A lesson learned in the current feasibility study was that participants had challenges with the MEMS caps. For example, two participants did not use the MEMS correctly in conjunction with a pillbox and lacked understanding of the changing number on top of the MEMS cap. Future studies could include further assessment of how older adults use their pillboxes. Participants could show the researcher their medications, where they are stored, and how they administer the medications using the pillbox with the MEMS cap. Participants could conduct a return demonstration using the MEMS cap after thorough education, which would also reinforce how the numbers change on the top of the cap.
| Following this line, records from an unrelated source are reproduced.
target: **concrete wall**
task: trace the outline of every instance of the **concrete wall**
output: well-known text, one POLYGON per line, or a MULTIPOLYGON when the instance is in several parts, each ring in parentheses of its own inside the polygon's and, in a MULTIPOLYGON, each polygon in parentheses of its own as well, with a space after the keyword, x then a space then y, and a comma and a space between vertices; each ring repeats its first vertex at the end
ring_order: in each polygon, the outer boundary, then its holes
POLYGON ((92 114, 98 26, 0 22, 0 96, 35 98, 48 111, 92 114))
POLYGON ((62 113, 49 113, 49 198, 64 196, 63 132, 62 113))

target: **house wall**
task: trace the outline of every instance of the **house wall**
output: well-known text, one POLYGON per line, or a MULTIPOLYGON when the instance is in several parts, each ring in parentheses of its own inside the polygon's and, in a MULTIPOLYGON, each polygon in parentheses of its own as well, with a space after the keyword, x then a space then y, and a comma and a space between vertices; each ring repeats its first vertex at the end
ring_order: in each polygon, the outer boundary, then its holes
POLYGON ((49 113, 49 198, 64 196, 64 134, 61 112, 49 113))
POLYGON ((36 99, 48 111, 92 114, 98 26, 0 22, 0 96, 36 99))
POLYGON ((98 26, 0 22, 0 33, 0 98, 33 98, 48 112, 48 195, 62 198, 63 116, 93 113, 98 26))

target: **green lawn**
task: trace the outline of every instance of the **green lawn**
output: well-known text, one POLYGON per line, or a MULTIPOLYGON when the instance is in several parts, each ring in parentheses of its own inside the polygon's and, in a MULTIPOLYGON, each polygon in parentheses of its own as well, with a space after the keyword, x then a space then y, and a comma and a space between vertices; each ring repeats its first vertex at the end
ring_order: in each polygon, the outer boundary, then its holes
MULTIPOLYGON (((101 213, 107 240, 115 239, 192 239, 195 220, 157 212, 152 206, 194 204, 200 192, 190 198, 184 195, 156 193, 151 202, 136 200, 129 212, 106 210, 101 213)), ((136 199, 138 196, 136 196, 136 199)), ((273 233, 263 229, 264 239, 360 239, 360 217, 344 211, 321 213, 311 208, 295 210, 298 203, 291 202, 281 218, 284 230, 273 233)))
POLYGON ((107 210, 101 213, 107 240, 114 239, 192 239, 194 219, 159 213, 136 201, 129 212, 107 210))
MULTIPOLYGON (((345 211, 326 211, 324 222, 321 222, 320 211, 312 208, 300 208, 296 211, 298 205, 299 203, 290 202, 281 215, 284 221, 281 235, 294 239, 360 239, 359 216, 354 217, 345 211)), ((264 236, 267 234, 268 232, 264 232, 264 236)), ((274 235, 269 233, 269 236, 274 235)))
Written instructions in addition to verbal instructions could be provided on the use of MEMS caps for those with decreased memory (Lewis et al., 2017).
The final lesson learned was during the screening phase of the study. Participants were screened for 2 months using the MEMS cap, and only those with adherence rates <88% moved into the intervention phase. If this cut point was changed from 88% to 95%, more participants could benefit from the intervention and perhaps outcomes could be further improved. Another consideration is whether it was necessary to exclude the first 1 month of the 2-month screening due to Hawthorne effect, which has been documented to last 30 days (De Geest et al., 2006). Although there were some decreases noted in adherence rates between the first and second month of screening, most participants were below the 88% cut point at the end of the first month of screening. Perhaps moving nonadherent participants into the intervention phase at the 1-month point could prevent participants from not completing the screening phase because they would be receiving more contact from the PI. Moving into the intervention phase sooner, as opposed to dropping from the study, could lead to an improvement in their medication taking and HF outcomes.
Limitations of the current study include recruiting from one site and having a small sample size, thereby decreasing generalizability, even though the goal of this pilot study was testing feasibility and acceptability. Additional limitations were a low consent rate and not obtaining demographics on those who did not consent, which would have allowed for comparison of demographics with those who did consent to participate.
Additional pilot testing is needed with this population prior to conducting a fully powered study. Using multiple sites can help with recruitment and generalizability. Further knowledge can be gained through interviewing participants who dropped from the study to determine study barriers. Cognitive status must also be considered and assessed throughout the study process and education should be adapted accordingly. Education should also focus on addressing MEMS challenges and technology acceptance. Changes could be made in future studies regarding the adherence cut point and shortening the screening phase.
Feasibility and acceptability of the SystemCHANGE™ intervention on improving medication adherence in older adults with HF were explored. The study findings suggest the need for additional revisions to the research protocol. Lessons learned from this study can guide future pilot studies. Further qualitative work could lead to greater understanding of barriers and facilitators to participation in a research study of this nature using electronic medication monitoring technology for measuring medication adherence in the older adult population.